Another pleasure consists in suddenly prying up a paving-stone, and taking a look at the wood-lice. Each region of Paris is celebrated for the interesting treasures which are to be found there.
  There are ear-wigs in the timber-yards of the Ursulines, there are millepeds in the Pantheon, there are tadpoles in the ditches of the Champs-de-Mars.
  As far as sayings are concerned, this child has as many of them as Talleyrand.
  He is no less cynical, but he is more honest. He is endowed with a certain indescribable, unexpected joviality; he upsets the composure of the shopkeeper with his wild laughter. He ranges boldly from high comedy to farce.
  A funeral passes by.
  Among those who accompany the dead there is a doctor.
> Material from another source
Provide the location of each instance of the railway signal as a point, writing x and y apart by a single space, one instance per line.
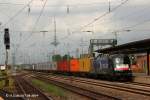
7 39
7 45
  "Hey there!" shouts some street Arab, "how long has it been customary for doctors to carry home their own work?"
  Another is in a crowd.
  A grave man, adorned with spectacles and trinkets, turns round indignantly:
  "You good-for-nothing, you have seized my wife's waist!"--"I, sir?
  Search me!"
BOOK FIRST.--PARIS STUDIED IN ITS ATOM
CHAPTER III 
  HE IS AGREEABLE
   In the evening, thanks to a few sous, which he always finds means to procure, the homuncio enters a theatre.
  On crossing that magic threshold, he becomes transfigured; he was the street Arab, he becomes the titi.[18] Theatres are a sort of ship turned upside down with the keel in the air.
  It is in that keel that the titi huddle together.
  The titi is to the gamin what the moth is to the larva; the same being endowed with wings and soaring. It suffices for him to be there, with his radiance of happiness, with his power of enthusiasm and joy, with his hand-clapping, which resembles a clapping of wings, to confer on that narrow, dark, fetid, sordid, unhealthy, hideous, abominable keel, the name of Paradise.